Noivern wasn’t looking very hot. He’d survived our tumble, but broken bones in both of his wings. The grooms had managed to get splints on him, fixing his wings against his back so that he wouldn’t try to use them, and the wyvern was less than enthusiastic about the situation. He hissed at me when I approached, even initially refusing the offal on offer, but when I produced a cow heart, he couldn’t hide his enthusiasm.
Drool slipped down the side of his wide mouth as his beady eyes focused on the organ in my hand.
“I promised I’d get you something nice,” I said, tossing the heart.
Noivern’s maw gaped, revealing row upon row of serrated teeth, before snapping shut again as he swallowed the heart whole.
“Did you even enjoy that?” I asked, but his appetite was wetted.

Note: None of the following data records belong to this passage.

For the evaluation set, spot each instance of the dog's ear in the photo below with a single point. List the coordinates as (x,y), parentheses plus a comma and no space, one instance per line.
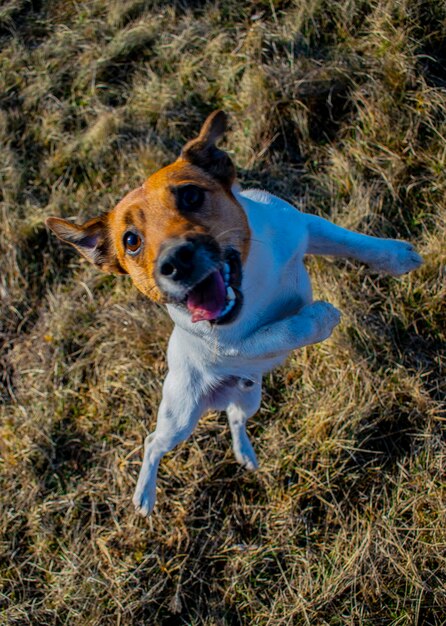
(91,240)
(203,152)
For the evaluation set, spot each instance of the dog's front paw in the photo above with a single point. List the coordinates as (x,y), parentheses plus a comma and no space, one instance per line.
(396,258)
(246,456)
(144,501)
(324,317)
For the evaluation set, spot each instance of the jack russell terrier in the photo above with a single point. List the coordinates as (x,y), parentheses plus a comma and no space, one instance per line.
(229,265)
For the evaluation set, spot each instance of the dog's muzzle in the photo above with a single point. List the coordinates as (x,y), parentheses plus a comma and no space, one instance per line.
(194,272)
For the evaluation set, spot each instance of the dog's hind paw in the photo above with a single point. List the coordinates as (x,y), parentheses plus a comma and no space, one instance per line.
(396,258)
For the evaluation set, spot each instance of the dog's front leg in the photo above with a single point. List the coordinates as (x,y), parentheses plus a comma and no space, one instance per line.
(314,323)
(178,415)
(383,255)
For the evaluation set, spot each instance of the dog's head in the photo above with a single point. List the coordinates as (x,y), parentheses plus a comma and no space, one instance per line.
(182,236)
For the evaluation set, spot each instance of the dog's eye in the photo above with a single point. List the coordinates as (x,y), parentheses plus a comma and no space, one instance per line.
(190,198)
(132,242)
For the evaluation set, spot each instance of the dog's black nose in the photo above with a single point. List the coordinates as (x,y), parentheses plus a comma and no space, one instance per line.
(177,261)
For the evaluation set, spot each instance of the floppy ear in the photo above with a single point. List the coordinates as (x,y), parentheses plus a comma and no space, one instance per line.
(91,240)
(203,152)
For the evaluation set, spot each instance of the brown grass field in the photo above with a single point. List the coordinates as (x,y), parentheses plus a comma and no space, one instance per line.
(337,106)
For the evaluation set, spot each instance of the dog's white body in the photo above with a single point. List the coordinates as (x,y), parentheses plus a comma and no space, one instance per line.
(221,367)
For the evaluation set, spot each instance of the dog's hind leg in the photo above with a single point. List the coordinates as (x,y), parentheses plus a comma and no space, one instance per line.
(178,415)
(244,405)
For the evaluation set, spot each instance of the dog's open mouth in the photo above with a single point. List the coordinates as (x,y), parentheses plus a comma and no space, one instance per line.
(216,298)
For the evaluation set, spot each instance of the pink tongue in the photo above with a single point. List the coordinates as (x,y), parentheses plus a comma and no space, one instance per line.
(207,300)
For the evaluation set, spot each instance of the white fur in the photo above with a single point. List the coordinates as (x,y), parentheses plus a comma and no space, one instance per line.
(221,367)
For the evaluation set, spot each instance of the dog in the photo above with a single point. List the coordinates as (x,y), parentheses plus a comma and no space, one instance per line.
(229,266)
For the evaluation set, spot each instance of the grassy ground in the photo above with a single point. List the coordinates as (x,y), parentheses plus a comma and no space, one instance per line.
(337,106)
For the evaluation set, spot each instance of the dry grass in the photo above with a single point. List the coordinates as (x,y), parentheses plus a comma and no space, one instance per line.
(338,106)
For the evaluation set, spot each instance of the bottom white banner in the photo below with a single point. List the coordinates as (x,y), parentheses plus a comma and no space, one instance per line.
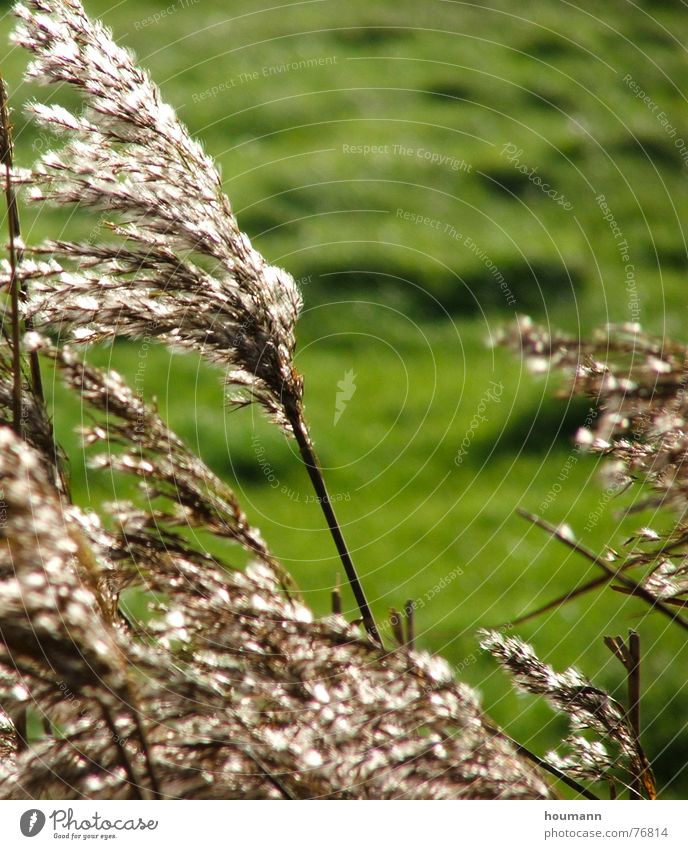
(336,825)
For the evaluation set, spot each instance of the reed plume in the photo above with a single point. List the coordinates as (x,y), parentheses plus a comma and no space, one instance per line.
(230,689)
(178,267)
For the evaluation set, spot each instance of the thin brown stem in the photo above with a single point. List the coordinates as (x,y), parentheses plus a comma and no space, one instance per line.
(15,257)
(634,695)
(395,624)
(553,770)
(336,599)
(315,473)
(629,656)
(125,760)
(613,574)
(410,614)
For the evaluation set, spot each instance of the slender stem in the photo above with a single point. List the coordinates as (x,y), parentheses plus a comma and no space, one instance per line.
(634,698)
(315,473)
(125,761)
(409,612)
(395,623)
(336,599)
(614,574)
(553,770)
(14,310)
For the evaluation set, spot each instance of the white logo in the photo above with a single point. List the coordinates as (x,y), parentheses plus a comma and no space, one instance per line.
(347,388)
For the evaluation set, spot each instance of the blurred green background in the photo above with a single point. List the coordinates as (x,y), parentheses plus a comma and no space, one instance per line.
(387,155)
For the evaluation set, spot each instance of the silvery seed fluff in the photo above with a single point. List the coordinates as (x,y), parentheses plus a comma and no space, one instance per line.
(178,267)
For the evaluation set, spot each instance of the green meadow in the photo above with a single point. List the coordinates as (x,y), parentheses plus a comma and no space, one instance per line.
(429,171)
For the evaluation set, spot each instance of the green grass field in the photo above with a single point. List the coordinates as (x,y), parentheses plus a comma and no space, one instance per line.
(378,151)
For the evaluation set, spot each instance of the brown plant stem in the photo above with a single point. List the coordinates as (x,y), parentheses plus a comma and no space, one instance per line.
(310,459)
(553,770)
(409,613)
(15,257)
(613,574)
(629,656)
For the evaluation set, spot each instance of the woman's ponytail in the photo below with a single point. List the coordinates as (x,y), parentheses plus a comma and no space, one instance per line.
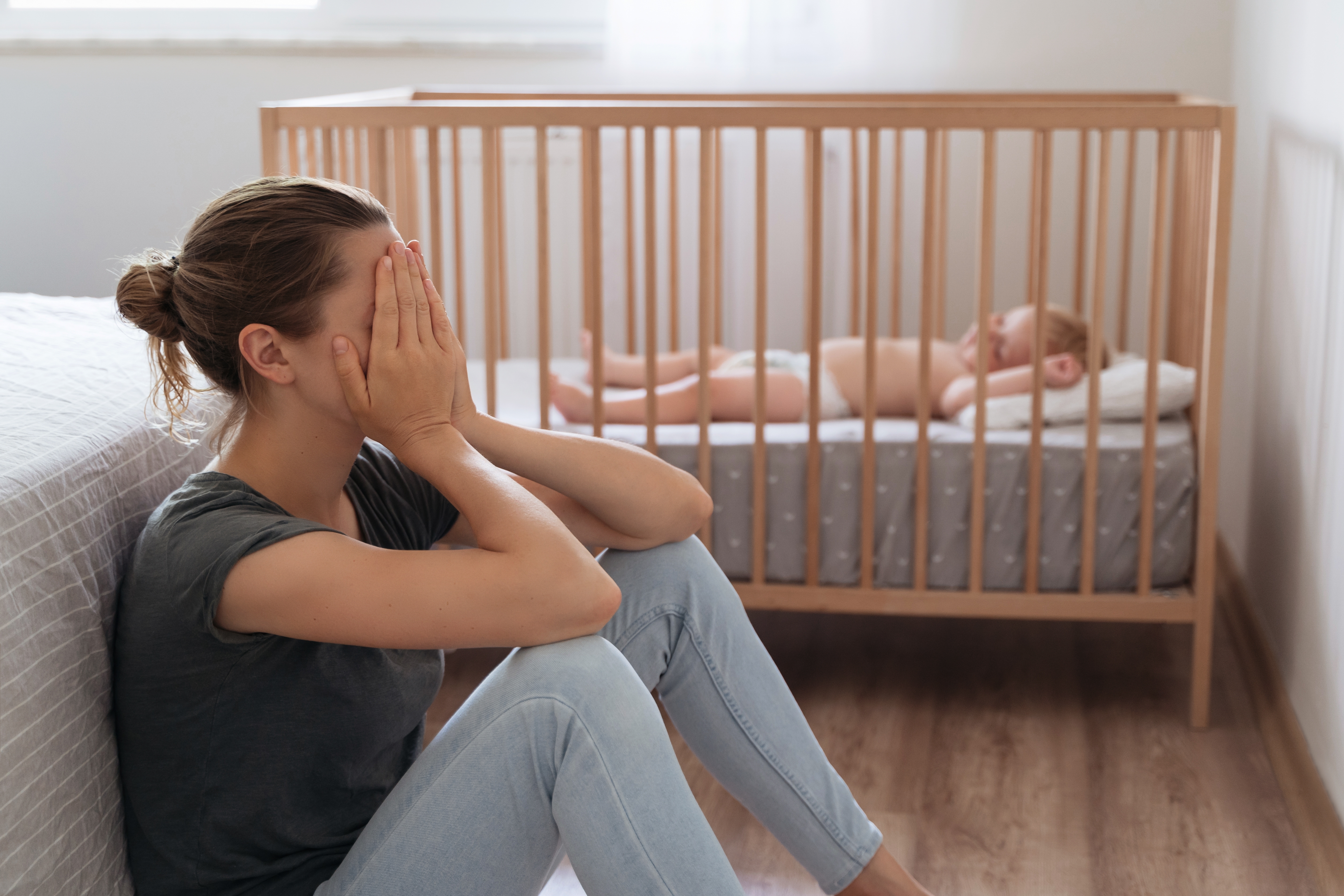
(146,299)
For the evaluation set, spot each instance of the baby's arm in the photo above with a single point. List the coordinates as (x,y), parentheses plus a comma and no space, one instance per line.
(1062,371)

He pulled against his shackle to nose the bucket of meat slops I’d brought him.
“Who’s a good monster?” I said, scratching around his ear holes. I pushed the bucket closer and he dug in.
The regeneration potion was a mixture of red and violet, with a faint glow that pulsed like a slowed-down heartbeat. The key ingredient was chimera blood, which had required another trip down into the pens to collect. While I didn’t want anything bad to happen to Noivern, I would rather use him as a test subject than a human. Unstopping the bottle, I put my hand under his bloody chin and angled his head up so I could pour the contents into his mouth.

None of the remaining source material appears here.